Anna Christence Louise Winteler (25 March 1834 – 31 March 1925) was an early Danish schoolmistress. Trained as a teacher in Altona, she taught in Holstein from 1851. In 1853 she moved to Odense where she first taught three girls privately in German but soon turned to Danish as the number of pupils grew. This led to her establishing the progressive Louise Winteler's girls school which moved into its own premises in 1880. Winteler became a prominent figure in Danish education in the early 20th century, constantly improving her own abilities by study trips to Germany, Switzerland and England. She headed the Danish Girls School Organization from its foundation in 1893 until 1911 and worked towards Nordic collaboration. By the time she retired in 1912, her school had more than 300 pupils.

==Early life==
Born in Heide on 25 March 1834, Anna Christence Louise Winteler was the daughter of the carpenter Matthias Martin Friedrich Winteler (1806–1882) and his wife Louise Charlotte née Volkens (1812–1902). She was the eldest of the family's 13 children. While at school, she was significantly influenced by the poet Klaus Groth. She received basic teacher training in Altona (1850–51) but as a result of financial difficulties was forced to begin teaching in a German-language boys school in Hamburg.

==Career==
Unhappy with her teaching experiences in Holstein, in 1853 she moved to Odense where she lived with a distant relative. As a private tutor, she initially taught three girls in German but soon attracted many more and began teaching in Danish. This soon led to the beginnings of the Louis Winteler School which quickly became known for its sound, progressive approach. Despite criticism from Grudtvigian interests in the 1860s, Winteler continued to offer her well-structured approach, giving special attention to the needs of girls.
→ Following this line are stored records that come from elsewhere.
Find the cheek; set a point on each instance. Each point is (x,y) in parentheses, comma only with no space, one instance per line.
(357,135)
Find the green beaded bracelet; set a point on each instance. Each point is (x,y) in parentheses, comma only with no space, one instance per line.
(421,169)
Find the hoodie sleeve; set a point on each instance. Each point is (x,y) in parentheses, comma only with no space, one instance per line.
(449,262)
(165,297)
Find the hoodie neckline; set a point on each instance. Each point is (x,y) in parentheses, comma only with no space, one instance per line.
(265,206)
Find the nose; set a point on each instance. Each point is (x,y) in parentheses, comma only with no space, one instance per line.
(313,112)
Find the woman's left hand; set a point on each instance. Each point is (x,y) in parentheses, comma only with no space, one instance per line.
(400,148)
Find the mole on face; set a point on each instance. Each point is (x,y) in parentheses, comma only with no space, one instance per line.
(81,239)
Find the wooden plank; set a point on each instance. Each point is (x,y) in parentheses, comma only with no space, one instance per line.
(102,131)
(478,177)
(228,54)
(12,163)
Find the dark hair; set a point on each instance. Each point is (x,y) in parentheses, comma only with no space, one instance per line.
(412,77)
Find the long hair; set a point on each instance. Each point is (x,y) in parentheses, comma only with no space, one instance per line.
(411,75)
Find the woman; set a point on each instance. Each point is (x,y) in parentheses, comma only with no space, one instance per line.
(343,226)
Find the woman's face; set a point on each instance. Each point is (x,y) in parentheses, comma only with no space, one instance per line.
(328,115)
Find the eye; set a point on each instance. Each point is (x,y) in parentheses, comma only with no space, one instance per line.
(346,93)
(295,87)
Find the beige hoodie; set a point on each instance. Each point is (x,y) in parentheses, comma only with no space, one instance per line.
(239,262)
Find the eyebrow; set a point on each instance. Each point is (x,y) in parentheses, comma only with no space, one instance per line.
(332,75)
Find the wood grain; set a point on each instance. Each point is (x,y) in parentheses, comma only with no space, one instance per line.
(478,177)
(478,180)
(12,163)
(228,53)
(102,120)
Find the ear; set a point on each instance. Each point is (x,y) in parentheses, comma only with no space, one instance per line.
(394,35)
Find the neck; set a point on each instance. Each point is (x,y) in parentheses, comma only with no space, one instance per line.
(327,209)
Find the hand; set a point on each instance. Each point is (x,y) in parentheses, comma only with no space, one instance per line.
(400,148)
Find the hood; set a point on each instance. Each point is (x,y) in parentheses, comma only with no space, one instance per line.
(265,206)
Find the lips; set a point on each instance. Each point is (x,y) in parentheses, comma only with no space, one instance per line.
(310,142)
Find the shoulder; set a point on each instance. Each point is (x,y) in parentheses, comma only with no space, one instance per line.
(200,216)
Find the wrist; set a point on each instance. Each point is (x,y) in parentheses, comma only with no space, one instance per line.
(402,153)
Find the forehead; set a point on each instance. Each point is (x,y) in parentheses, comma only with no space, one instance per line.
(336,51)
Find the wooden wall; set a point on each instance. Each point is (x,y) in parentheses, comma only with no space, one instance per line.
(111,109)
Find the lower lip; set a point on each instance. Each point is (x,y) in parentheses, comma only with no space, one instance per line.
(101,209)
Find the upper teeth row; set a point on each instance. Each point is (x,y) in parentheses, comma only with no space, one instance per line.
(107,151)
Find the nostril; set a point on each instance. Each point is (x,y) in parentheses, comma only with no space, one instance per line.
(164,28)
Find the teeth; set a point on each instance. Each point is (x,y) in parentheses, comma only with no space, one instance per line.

In 1863, premises for the school were found in the Klingenberg district of Odense and in 1880, the school moved to Klostervej where with state funding a new high school building was completed in 1908. In 1887, the school was able to have students take higher preparatory examination and in 1908, it was permitted to include the school matriculation exam (studenterexamen) which provided access to universities. Winteler became a prominent figure in Danish education in the early 20th century, constantly improving her own abilities by study trips to Germany, Switzerland and England. She headed the Danish Girls School Organization from its foundation in 1893 until 1911 and worked towards Nordic collaboration. By the time she retired in 1912, her school had more than 300 pupils. In 1920, the state took her school over and named it Sct. Knuds Gymnasium.

Louise Winteler died in Odense on 31 March 1925.